The explanation model $g(z^\prime )$ matches the original model $f(x)$ when $x=h_x(z^\prime )$, where $\phi _0=f(h_x(0))$ is set as 0. Therefore, the loss function of kernel SHAP becomes

$$\begin{aligned} L \left( {\widehat{f}}, g, \pi _x \right) = \sum _{z^\prime \in Z} \left[ {\widehat{f}}\left( h_x \left( z^\prime \right) \right) - g\left( z^\prime \right) \right] ^2 \pi _x \left( z^\prime \right) \end{aligned}$$

(6)

Kernel SHAP estimates the contribution of instance $x$ following five steps:

Sample coalitions $z_k^\prime \in \lbrace 0,1 \rbrace ^M$, $k\in \lbrace 1,\dots ,{\varvec{k}} \rbrace$, where M is the original feature space (1: feature present in a coalition, 0: feature absent)
Get prediction for each $z_i^\prime$ by first converting $z_i^\prime$ to the original feature space M and then applying model ${\widehat{f}}:{\widehat{f}}\left( h_x(z_i^\prime ) \right)$
Compute the weight for each $z_i^\prime$ with the SHAP kernel
Fit a weighted linear model
Return Shapley values $\phi _i$: the coefficients form the linear model.

Even though kernel SHAP can help us understand the factor contribution in each model, the value of factor ranking in each model is different (Fig. 2). Theoretically, because the kernel SHAP is based on the appropriate calculation theory, the kernel SHAP values of different methods will differ. Therefore, the single kernel SHAP value cannot stand the fundamental rank of factor importance, even though the kernel SHAP method can help us explain the models and even display the relations among elements. Specifically, critical factors’ importance ranking is vital in healthcare and medicine. Therefore, our proposed cross-ensemble factor importance ranking becomes necessary and meaningful.

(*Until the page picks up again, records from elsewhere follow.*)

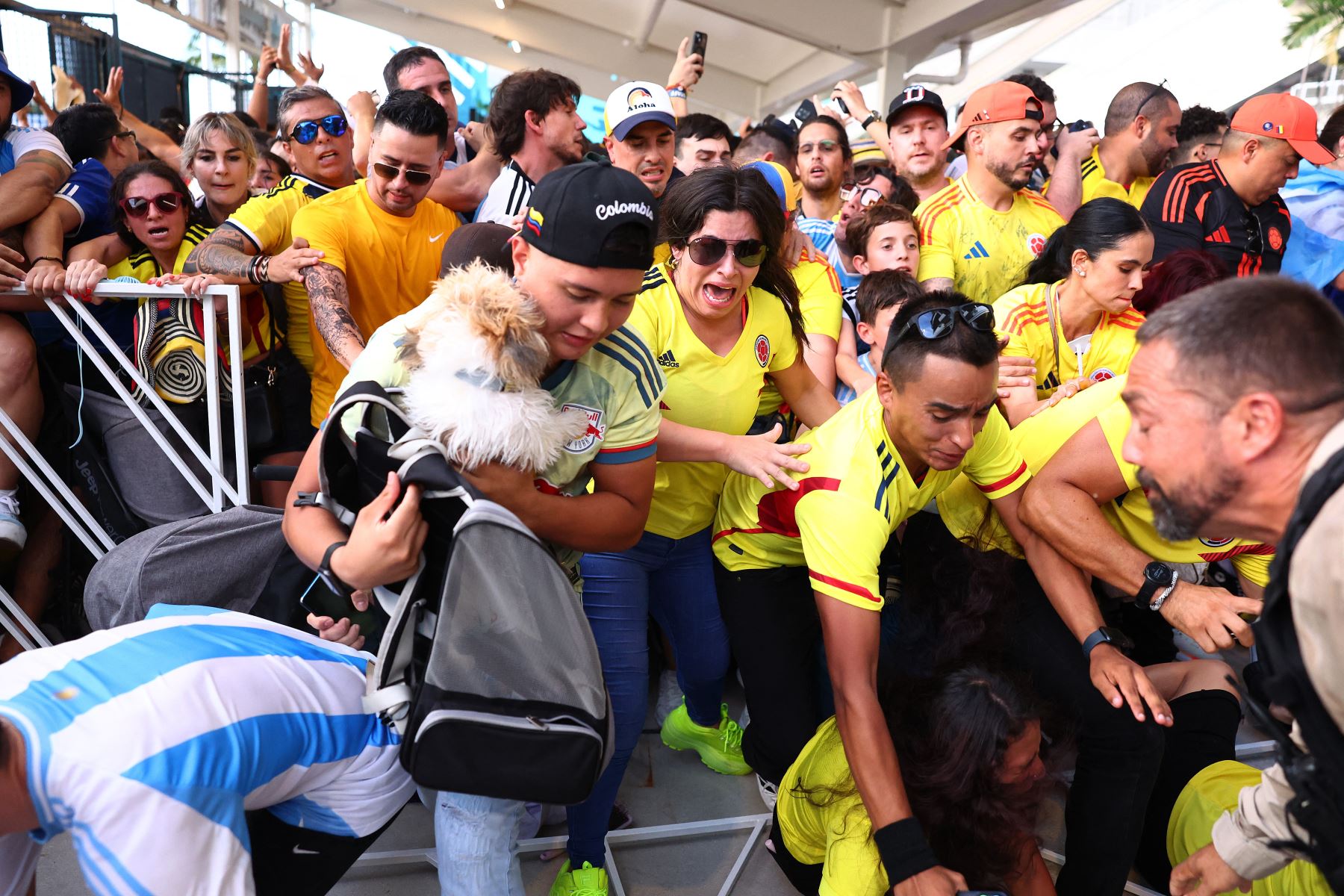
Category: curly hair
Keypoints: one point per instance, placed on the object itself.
(729, 188)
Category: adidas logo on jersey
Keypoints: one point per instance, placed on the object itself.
(976, 252)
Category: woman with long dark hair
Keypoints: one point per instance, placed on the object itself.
(719, 317)
(1073, 314)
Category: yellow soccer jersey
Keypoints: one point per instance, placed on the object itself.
(267, 222)
(850, 501)
(616, 383)
(706, 391)
(984, 252)
(820, 308)
(255, 324)
(1042, 435)
(836, 835)
(1095, 183)
(390, 265)
(1021, 316)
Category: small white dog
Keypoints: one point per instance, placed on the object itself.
(477, 358)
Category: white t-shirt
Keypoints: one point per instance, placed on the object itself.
(508, 195)
(20, 141)
(151, 741)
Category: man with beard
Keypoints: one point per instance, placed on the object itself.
(1242, 444)
(1140, 128)
(535, 124)
(979, 233)
(1230, 206)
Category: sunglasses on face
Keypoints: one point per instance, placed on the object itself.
(305, 132)
(939, 323)
(139, 206)
(867, 196)
(413, 178)
(710, 250)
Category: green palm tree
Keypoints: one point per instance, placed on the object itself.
(1316, 19)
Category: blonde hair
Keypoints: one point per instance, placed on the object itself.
(226, 124)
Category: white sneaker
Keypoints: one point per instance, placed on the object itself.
(769, 793)
(670, 696)
(13, 535)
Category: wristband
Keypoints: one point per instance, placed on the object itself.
(903, 850)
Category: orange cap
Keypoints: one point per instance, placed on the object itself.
(1284, 117)
(1001, 101)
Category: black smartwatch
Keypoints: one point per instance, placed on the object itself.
(329, 578)
(1105, 635)
(1156, 578)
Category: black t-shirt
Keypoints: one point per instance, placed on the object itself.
(1194, 207)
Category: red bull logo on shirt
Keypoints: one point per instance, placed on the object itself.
(594, 433)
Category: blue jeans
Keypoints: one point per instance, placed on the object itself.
(476, 839)
(672, 579)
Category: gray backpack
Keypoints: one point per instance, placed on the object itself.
(487, 665)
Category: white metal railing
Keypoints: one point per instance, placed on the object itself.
(80, 323)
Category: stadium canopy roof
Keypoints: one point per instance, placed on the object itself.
(764, 54)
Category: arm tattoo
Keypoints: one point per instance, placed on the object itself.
(225, 252)
(329, 299)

2.3 Cross-ensemble factor ranking

From the introduction of kernel SHAP and the Eq. 6, we can find the approximated linear model just use the predicted output of one model (detail shown in 2.1), and the predicted output will be affected by how good the prediction model is. Meanwhile, because the model-agnostic explanation method only approximates the prediction outputs of models, the kernel SHAP values for all models have the same metric when we analyze one dataset. The results of our tests (Fig. 2) show that the factors’ ranking in each model changes when we use kernel SHAP to analyze one dataset. Therefore, a better factor contribution ranking method is needed, and our proposed methodology solves this problem.

Moreover, the goodness of one model also should be considered when calculating the factor’s importance. Thus, we also considered the accuracies of models to adjust the ranking of factors (Eq. 8). If one model has higher accuracy, it will be more critical in the final factor importance ranking. Therefore, we proposed the cross-ensemble factor contribution calculation method shown as Eq. 9.

$$\begin{aligned} I_j= \sum _{i=1}^{k}\phi _i \end{aligned}$$

(7)

The factor of importance is the addition/sum of all the local contributions.

$$\begin{aligned} W_j= & {} \frac{\exp (Acc_j)}{\sum _{j=1}^{N} \exp (Acc_j)} \end{aligned}$$

(8)

$$\begin{aligned} I= \sum _{j=1}^{N} W_j * I_j \end{aligned}$$

(9)

The $Acc_j$ is the accuracy of one classification or regression model, the N is the number of analytical approaches for one dataset, and the $I_j$ is the factor importance ranking in one analysis.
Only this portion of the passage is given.